How are these relevant to the question of social investing? Market innovators need risk capital and a willingness to support experimentation. Some market innovators take a long time, as long as a couple of decades to refine their models. So, they would clearly need some philanthropic investments to sustain themselves. On the other hand, market scalers may be more amenable to the risk-adjusted return metrics of more conventional investing. Market infrastructure again because of its public goods nature may need philanthropic capital.



I believe the importance of this market infrastructure is often under-estimated. Take the case of low-cost medical devices as an example. With the support of the Government of India’s Department of Biotechnology, Stanford University, AIIMS and IIT Delhi offer a Stanford India Biodesign (SIB) Programme to train a new generation of innovators. In its first 5 years, SIB graduated 24 fellows leading to 12 devices, 20 provisional patents and 5 products in trials. But there are major gaps in the ecosystem that currently prevent SIB from achieving its full potential. The absence of independent and credible testing, certification, distribution, and service support organizations across the length and breadth of India impede commercialization of the new medical technologies emerging from SIB. Social investing could help create this critical market infrastructure.



The Omidyar Network makes another important point – it’s sometimes necessary to support a large number of social enterprises in the same space in order to provide the critical mass to help the sector take off.

Ashoka Foundation

The Ashoka Foundation is a catalyst for social entrepreneurship and social innovation in a different way. They identify individuals who have the potential to make a major impact and then support them as Ashoka Fellows. The criteria Ashoka uses to select fellows are relevant to our search for criteria for impactful social investing.


Ashoka has identified five pathways for an individual to revolutionize a sector – (1) changing the market dynamics to include new, previously excluded beneficiaries; (2) changing public policy or industrial norms; (3) bringing about full inclusion of disadvantaged groups; (4) creating a congruence between business and society; and (5) bringing about a culture of change-making.


These change-makers (particularly categories 2 and 5) would benefit from philanthropic investing because they often provide social benefits that clearly have the characteristics of public goods. Here, I am thinking of organizations like the Association of Democratic Reforms that have contributed to improving the quality of our democracy by putting the spotlight on the criminal records and assets of election candidates. Or, of PRS Legislative Services that seeks to improve the quality of parliamentary discourse and decision-making by briefing legislators on the consequences of impending legislations.



Conclusion

Social (philanthropic) investors have a major role to play in making social entrepreneurs successful. To make a large impact, the broad consensus seems to be that they should look at sectors and not individual organizations.
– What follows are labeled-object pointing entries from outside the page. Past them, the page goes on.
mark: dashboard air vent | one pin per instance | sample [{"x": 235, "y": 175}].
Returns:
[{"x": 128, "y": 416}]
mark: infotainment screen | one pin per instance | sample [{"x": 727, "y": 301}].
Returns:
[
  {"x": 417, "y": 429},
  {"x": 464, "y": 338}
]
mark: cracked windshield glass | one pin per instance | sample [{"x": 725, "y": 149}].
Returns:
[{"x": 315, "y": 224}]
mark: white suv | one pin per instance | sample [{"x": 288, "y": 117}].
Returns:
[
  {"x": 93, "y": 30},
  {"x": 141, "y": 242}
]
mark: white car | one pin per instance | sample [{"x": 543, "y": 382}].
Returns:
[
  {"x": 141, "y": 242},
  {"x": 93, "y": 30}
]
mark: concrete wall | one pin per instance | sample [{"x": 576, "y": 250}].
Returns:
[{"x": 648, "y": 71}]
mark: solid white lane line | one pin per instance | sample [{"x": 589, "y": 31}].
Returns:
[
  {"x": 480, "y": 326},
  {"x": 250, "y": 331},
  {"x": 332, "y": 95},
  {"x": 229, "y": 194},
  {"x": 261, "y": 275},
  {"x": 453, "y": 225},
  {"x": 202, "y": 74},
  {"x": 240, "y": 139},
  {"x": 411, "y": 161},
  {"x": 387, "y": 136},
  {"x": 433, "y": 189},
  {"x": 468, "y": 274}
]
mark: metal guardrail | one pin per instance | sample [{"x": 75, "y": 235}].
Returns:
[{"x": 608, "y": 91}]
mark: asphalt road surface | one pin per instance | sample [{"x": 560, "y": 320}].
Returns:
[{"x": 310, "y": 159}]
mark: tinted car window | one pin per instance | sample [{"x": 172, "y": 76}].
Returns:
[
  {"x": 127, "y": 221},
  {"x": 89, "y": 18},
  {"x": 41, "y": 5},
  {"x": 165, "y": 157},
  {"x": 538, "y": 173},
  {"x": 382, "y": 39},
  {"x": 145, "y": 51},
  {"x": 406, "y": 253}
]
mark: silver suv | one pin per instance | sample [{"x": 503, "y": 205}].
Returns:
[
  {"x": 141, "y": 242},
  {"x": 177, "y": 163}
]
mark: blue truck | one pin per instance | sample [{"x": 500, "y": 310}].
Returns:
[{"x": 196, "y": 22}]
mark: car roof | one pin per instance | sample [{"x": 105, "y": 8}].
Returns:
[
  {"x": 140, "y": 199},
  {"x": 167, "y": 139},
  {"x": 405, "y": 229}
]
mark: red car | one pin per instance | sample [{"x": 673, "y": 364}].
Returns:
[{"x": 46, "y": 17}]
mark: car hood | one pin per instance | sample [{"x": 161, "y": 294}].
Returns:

They should identify and understand the nature of the problem being solved. The nature of the financing required and the organizations to be supported is linked to the gap/problem being solved. The effort of social investors should be to accelerate the process of solving the problem – a study by McKinsey suggested that accelerating the development of new low-cost medical devices by even a few years could mean additional health benefits to a couple of billion people in India. In doing so, they need to take an ecosystem approach, realizing that innovators, scalers and infrastructure will all be needed to make major impact.

[References: Matt Bannick & Paula Goldman, “Priming the Pump: The Case for a Sector based Approach to Impact Investing,” Omidyar Network, downloaded from omidyar.com on May 22, 2014; “How do you know when you have revolutionized a field? Ashoka’s approach to assessing impact,” downloaded from ashoka.org on May 22, 2014]


(The view expressed here are the personal views of the author.)